The role of big data analytics cannot be glossed over in the area of medical research. It offers medical researchers unprecedented access to a large volume of data and means of collecting this data. Pharmaceutical companies can use this data to optimize their clinical studies and trials. They can identify patterns and trends in predicting the efficacy of a medication for a particular patient group. In turn, this data can drive big medical breakthroughs and advancements that save lives By pairing big data with advanced analytics techniques like machine learning, medical researchers can create predictive models with vast applications such as; IBM Watson Health
The application of big data in healthcare can lead to tremendous cost savings and improved operational efficiencies without compromising on quality. By analyzing historic data on patient flow and hospital admissions, healthcare providers can allocate staff and resources more efficiently. For example, big data analytics can help providers identify patients who are at risk of re-admission. Through early identification, steps can be taken to prevent readmission, leading to cost savings Big data analytics can also help providers in identifying areas of waste reduction. By analyzing data on medical procedures and treatments, healthcare providers can identify areas where unnecessary tests or treatments are being performed, equally translating to cost savings. The cited instances are just a few of the practical applications of big data analytics in healthcare and the role it plays therein and this role is rapidly expanding, presenting numerous other opportunities for improving patient care, optimizing service delivery, medical advancements and cost savings. Despite its potential benefits, big data also poses challenges and concerns that must be addressed such as; the ethical concerns surrounding patient data privacy, as healthcare providers must ensure patient data is not shared or used without their consent.
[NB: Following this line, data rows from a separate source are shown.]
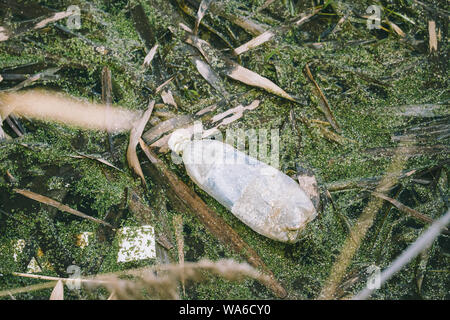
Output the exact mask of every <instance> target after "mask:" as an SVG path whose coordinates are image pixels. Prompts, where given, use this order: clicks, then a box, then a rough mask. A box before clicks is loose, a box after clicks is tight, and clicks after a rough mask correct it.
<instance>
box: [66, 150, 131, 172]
mask: <svg viewBox="0 0 450 320" xmlns="http://www.w3.org/2000/svg"><path fill="white" fill-rule="evenodd" d="M77 153H78V155H77V156H70V157H72V158H77V159H91V160H95V161H98V162H100V163H103V164H105V165H107V166H108V167H111V168H114V169H116V170H119V171H122V170H120V169H119V168H117V167H116V166H115V165H113V164H112V163H111V162H109V161H108V160H105V159H102V158H98V157H94V156H91V155H88V154H84V153H81V152H77Z"/></svg>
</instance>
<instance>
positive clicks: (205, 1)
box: [194, 0, 213, 34]
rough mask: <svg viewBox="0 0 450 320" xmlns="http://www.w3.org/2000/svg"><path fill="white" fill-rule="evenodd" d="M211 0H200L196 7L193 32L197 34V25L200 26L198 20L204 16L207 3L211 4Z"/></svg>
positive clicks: (200, 21)
mask: <svg viewBox="0 0 450 320" xmlns="http://www.w3.org/2000/svg"><path fill="white" fill-rule="evenodd" d="M212 1H213V0H202V2H200V5H199V7H198V11H197V20H196V21H195V27H194V34H197V32H198V27H199V26H200V22H201V21H202V19H203V17H204V16H205V13H206V11H207V10H208V8H209V5H210V4H211V2H212Z"/></svg>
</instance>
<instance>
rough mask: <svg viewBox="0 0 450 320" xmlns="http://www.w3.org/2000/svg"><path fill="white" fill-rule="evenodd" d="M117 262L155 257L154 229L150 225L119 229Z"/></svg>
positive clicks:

You most certainly cannot shy away from security when you talk about data privacy. As such, providers need to ensure that patient data –due to its sensitive nature, is stored and processed securely to prevent breaches. Providers must equally invest in robust data governance policies & frameworks, data transparency, and necessary infrastructure and expertise Another challenge with big data in healthcare that is often overlooked is data integration. Healthcare data – due to their various origins are often non-federated and in diverse formats, making it challenging to integrate and analyze. Healthcare providers need to overcome these impediments, making the data integrated and standardized, if they are to make meaningful insights with it.
With continuous advancements in technology and the evolution of data collection methods, the healthcare industry stands to benefit significantly from the insights derived from big data analytics.
However, a few of the highlighted challenges such as; data privacy and security, data quality, and data integration need to be addressed with a combination of the right tools and strategies. By so doing, providers can fully harness the value of big data in healthcare and usher in a new dawn of precision medicine, proactive healthcare management, and cost-effective healthcare.